Meclis çalışmalarında başarılı bir performans gösteremedikleri bir gerçek ama başarılı sayılabilecek bir performans gösteren herhangi bir meclis üyesi olduğunu da söyleyebilmek zor.
Oy alabilmek için listelere konulmuştu desek aşağı yukarı aynı seçmenler yerli yerinde duruyor.
Hesap oy olabilmek üzerine olmuş olsa listelerde yine yer almaları gerekirdi.
Fikret Albayrak arkadaşı Sümmani Polat’ı listeye koyunca AKP karşı hamle yapmak zorunda kaldığı için olabilir.
Kürt hemşerilerimizin Akçakoca’nın bir parçası olduklarını hissetmeleri anlamında doğru bir gelişmeydi bana göre. Devamı da gerekirdi.
2014 seçimlerinde MHP’nin böyle bir çabası oldu mu bilmiyorum ama listelerine böyle bir tercih yansımadı.
Açıklanan belediye meclisi listelerinde ise bir Kürt aday yok.
Bu seçimlerde Ordulu bir aday belirlemek moda.
AKP, MHP ve CHP’nin listelerinde seçilebilecek yerlerden muhakkak bir Ordulu aday var.

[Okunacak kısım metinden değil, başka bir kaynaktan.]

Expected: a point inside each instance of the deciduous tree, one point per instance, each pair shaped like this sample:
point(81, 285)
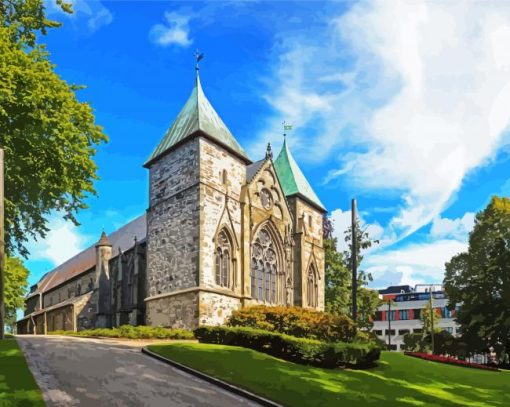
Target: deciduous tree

Düzce’de Ordulularının siyasette etkin olmasının bir yansıması olabilir mi?
Ya da Akçakoca’da Orduluların dernekleşme çabası içerisinde olmaları.
2024 seçimlerinde belediye meclisi adayları için listelerde olmazsa olmaz adaylar kim olabilir?
Benim tahminim çok daha yakın dönemde göç etmiş Giresunlu olarak tabir edilen hemşerilerimiz.
Çok sesleri duyulmadığı için henüz listelerde kendilerini temsil edecek bir aday yok.
Biraz hareketlenseler dernek filan kurmaya çalışsalar, bir tanesinin meclise girmesi söz konusu olsa diğer partilerde listelerde yer vermeye çalışabilirler.
Bu dengeler üzerinden kurulan listeler üzerinden oluşan belediye meclisi ne kadar güçlü bir meclis olabilir ki?
Meclis adaylarını siyaset belirlemeli, bu tür modalar ve hesaplar değil.
Hangi partili, belediye meclisi üyesinden hesap sora bilir ki?
Meclis adayını partili değil, belediye başkan adayı belirlemişken, hatta meclis adaylarının partili kimlikleri tartışılırken hesap sorulamaz sorulsa bile bir netice çıkmaz.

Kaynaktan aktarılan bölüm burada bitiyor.